Personal information
- Full name: Rhodri Francis Evans
- Born: 6 December 1989 (age 36) Swansea, Glamorgan, Wales
- Batting: Left-handed
- Bowling: Right-arm medium

Domestic team information
- 2009–2010: Loughborough UCCE
- 2007–2013: Wales Minor Counties

Career statistics
| Competition | First-class |
| Matches | 4 |
| Runs scored | 67 |
| Batting average | 16.75 |
| 100s/50s | –/– |
| Top score | 44 |
| Balls bowled | 264 |
| Wickets | 2 |
| Bowling average | 108.50 |
| 5 wickets in innings | – |
| 10 wickets in match | – |
| Best bowling | 1/57 |
| Catches/stumpings | 2/– |
- Source: Cricinfo, 13 July 2011

= Rhodri Evans =

Welsh cricketer

Rhodri Francis Evans (born 6 December 1989) is a Welsh cricketer. Evans is a left-handed batsman who bowls right-arm medium pace. He was born in Swansea, Glamorgan.

Evans made his debut for Wales Minor Counties in the 2007 Minor Counties Championship against Oxfordshire. He has played Minor counties cricket for Wales Minor Counties from 2007 to present, which has included 9 Minor Counties Championship appearances and 7 MCCA Knockout Trophy matches.

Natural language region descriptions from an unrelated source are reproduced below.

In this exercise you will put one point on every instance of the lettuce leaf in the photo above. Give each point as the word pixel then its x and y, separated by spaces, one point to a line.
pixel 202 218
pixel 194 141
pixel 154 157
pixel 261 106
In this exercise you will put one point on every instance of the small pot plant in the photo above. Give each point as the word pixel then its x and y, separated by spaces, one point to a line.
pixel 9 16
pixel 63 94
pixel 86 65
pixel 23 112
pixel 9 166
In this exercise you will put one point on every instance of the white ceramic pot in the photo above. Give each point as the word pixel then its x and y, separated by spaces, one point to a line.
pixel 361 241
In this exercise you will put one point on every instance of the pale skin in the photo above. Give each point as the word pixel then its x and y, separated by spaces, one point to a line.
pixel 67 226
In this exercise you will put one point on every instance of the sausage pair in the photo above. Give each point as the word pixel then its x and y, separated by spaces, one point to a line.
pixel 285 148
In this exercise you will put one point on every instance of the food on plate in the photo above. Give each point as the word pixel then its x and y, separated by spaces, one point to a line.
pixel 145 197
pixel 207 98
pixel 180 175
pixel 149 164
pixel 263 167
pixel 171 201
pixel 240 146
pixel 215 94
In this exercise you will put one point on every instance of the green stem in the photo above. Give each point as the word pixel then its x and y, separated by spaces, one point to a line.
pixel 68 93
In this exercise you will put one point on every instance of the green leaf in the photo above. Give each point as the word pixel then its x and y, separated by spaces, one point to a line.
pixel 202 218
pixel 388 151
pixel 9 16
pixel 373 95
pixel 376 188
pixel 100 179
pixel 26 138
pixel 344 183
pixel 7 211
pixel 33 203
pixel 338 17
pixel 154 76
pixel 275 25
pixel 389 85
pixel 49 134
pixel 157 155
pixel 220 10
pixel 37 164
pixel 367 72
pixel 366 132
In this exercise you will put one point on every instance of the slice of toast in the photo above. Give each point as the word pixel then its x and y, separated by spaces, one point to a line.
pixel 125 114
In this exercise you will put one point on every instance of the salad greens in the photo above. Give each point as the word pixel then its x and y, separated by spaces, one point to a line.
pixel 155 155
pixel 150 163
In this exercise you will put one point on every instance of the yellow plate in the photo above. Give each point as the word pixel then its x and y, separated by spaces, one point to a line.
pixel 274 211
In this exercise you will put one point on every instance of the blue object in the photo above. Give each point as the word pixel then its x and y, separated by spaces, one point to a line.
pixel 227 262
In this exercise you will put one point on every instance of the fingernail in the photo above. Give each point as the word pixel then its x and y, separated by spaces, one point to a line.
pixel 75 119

While studying at Loughborough University, Evans made his first-class debut for Loughborough UCCE against Kent in 2009. He made 3 further first-class appearances for Loughborough UCCE, the last of which came against Yorkshire. In his 4 first-class matches, he scored 67 runs at an average of 16.75, with a high score of 44. With the ball, he took 2 wickets at an expensive bowling average of 108.50, with best figures of 1/57.